Here, I want to share knowledge, perspective, and thought; to record the process of entrepreneurship and building products; to gather my observations on AI, business, investing, travel, books, and writing; and also to talk about slower things, harder things to measure, but things that matter all the same: the feeling of being alive, the human condition, the weight of choice, and how we might live without betraying ourselves. I see this as part of my personal brand, but I hope it is not a shop window. I hope it is a place with some warmth in it. The world already has plenty of beautifully packaged words. What feels truly scarce is something sincere, interesting, and capable of making a person pause and think.
Everything shared on this blog comes from things I have spent years learning, researching, living through, reflecting on, and sometimes getting wrong across two ventures of my own. At the moment, the articles are drafted with the help of my AI agent, Kotonoha, then edited, shaped, and published by Rio. Even after being humanised, they still carry a slight AI trace here and there. For now, that is a compromise I have chosen, simply because I would rather organise these hard-won notes and experiences into something readable now than leave them sitting in scattered folders for years. If a genuinely good service appears one day that can write in a way that more faithfully matches my own voice, rhythm, and tone, I will revisit the whole archive properly. Until then, I hope you will read these pieces for the substance in them, and forgive the places where the medium is not yet perfect.
I hope that the people who read this will meet someone like this: Someone a little rational, and a little romantic. Someone who can take a product apart and still be moved by a poem. Someone who can talk about markets, technology, strategy, and the future, and who is also willing to talk about people, freedom, and how to preserve one's capacity to feel in the midst of ordinary life. Someone who has seen a little of the world and still has not stopped being curious about it.

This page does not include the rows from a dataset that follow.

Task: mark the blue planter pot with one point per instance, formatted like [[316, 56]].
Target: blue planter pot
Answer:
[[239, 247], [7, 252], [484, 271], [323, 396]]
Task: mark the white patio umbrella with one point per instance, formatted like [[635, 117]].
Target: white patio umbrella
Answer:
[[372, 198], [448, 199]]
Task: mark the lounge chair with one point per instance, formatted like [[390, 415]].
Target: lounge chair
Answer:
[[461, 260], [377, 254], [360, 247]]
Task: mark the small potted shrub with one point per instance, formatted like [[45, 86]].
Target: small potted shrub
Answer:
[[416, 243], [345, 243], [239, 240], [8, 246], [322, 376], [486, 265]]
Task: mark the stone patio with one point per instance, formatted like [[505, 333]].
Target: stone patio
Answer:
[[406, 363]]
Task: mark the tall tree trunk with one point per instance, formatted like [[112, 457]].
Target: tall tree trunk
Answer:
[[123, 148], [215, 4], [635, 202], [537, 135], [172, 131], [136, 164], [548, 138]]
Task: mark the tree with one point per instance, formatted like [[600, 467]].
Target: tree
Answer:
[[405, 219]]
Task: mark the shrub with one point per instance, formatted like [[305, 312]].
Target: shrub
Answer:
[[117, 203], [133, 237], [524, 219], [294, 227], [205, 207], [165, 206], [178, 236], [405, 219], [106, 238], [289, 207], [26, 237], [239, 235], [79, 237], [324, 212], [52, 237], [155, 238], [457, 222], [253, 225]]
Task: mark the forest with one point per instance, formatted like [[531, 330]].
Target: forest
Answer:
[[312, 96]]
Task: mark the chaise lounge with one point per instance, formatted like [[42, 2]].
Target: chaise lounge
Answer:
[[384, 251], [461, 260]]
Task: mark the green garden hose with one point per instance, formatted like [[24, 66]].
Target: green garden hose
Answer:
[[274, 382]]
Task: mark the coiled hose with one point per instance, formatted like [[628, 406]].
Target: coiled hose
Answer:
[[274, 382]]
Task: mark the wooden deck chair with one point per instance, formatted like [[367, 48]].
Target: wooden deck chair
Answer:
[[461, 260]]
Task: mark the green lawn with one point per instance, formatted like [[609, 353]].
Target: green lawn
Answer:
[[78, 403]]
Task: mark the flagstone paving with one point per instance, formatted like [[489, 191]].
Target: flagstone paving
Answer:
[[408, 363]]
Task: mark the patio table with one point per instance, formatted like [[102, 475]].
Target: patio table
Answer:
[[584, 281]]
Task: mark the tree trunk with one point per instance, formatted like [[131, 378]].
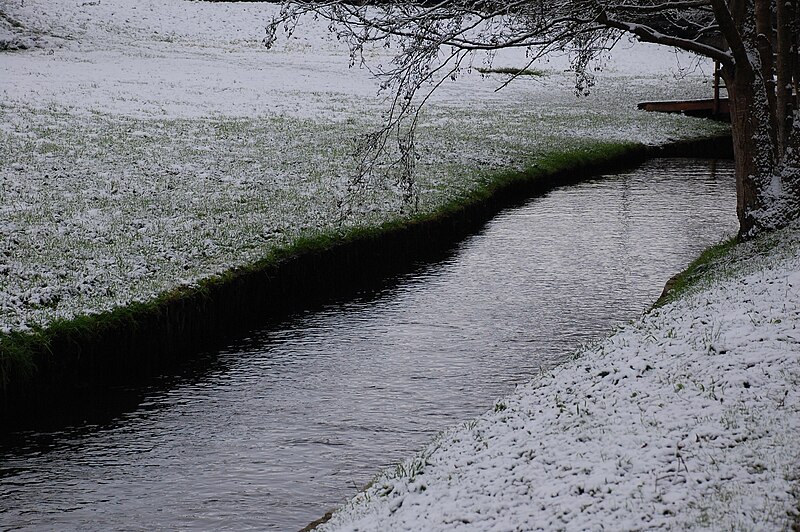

This is a place not only for trends, but for how to live. Not only for tools, but for people. Not only for efficiency, but for the inner life. Not only for distant places, but for the things that are difficult to name and yet have been felt by everyone.
Come by sometime?
I want to leave behind thought, connect with kindred spirits, make sense of the world, and leave a path for my future self, a path back to where my original intentions began. Here, I remember the past and think about eternity. And along the way, I hope to meet more people too.
If you are curious about the world, hungry for knowledge, sensitive to life, or merely passing through and would like to talk about entrepreneurship, AI, products, travel, books, poetry, and life, you are very welcome to get in touch.
I have always believed that the meeting of one person and another is one of the most romantic things in the world, and one of the most worthwhile subjects of study.